L’univers concentrationnaire qui rappelle 1984 de Georgees Orwell, et dans lequel son histoire d’amour baigne se résume en une ligne : dans un monde où les faibles sont tués pour finir par devenir de la viande hachée, il faut faire semblant et se ranger du côté des plus forts afin de survivre. À l’intérieur de cet univers, un couple dysfonctionnel essaie tant bien que mal de retrouver le lien qui les a unis dans leur enfance. Philippe (Sami Bouajila) est devenu un monstre normal, ceux que Marie (Julie Gayet) arrive à dévisager du premier coup d’œil.

Avec ses jeux psychologiques et ses épreuves physiques inhumaines, qui sont supposés faire allusion par le biais d’une exagération caricaturale aux techniques de recrutement d’un département des relations [-]humaines d’aujourd’hui, Philippe s’est parfaitement intégré dans le système et fait un peu trop bien semblant selon Marie. Un brin d’humanité survit en lui, et c’est à celui-ci qu’elle s’accroche pour retrouver l’homme dont elle est tombée amoureuse.

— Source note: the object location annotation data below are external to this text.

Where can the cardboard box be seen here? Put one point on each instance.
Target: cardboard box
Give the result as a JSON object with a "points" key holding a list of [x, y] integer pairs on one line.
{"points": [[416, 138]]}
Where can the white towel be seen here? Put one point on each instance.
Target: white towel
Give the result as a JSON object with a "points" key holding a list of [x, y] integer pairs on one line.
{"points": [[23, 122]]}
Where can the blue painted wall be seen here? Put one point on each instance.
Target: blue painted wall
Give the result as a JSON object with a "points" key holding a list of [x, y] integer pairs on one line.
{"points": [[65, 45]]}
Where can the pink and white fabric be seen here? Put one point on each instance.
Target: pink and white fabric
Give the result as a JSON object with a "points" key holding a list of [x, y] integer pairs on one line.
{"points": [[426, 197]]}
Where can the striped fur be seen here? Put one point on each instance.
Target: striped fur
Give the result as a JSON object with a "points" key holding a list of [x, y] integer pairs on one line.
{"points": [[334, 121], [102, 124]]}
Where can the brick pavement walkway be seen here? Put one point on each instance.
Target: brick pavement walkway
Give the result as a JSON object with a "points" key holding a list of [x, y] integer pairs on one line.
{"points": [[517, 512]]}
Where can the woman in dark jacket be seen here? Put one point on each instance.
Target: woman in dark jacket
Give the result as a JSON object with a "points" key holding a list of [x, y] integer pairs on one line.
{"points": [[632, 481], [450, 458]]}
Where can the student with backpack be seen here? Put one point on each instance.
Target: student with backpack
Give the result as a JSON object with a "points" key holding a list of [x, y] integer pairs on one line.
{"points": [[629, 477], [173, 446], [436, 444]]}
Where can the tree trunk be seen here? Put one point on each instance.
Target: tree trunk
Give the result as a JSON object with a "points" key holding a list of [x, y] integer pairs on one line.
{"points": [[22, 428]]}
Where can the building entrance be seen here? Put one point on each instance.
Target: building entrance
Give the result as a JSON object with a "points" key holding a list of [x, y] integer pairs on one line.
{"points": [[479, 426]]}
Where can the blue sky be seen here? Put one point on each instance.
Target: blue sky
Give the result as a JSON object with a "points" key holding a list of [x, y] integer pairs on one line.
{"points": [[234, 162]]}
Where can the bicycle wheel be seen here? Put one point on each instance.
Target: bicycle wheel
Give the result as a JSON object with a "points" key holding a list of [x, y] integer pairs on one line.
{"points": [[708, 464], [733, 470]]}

La sous-intrigue qui esquisse l’histoire de l’agent de sécurité au sourire implacable, résume la faiblesse scénaristique de Leonetti. Quand il doit creuser et aller chercher derrière ce gros plan du sourire parfait de l’agent de sécurité, il n’arrive pas à nous conter son histoire. La même chose vaut pour Marie, qui n’est que suggérée, alors que la clé de l’histoire de Carré Blanc se situe chez elle. Leonetti semble éprouver plus de fascination à montrer la déchéance d’un monde qui a mal tourné en s’enfermant dans son monde esthétisé que de nous plonger dans la complexité émotionnelle de ses protagonistes.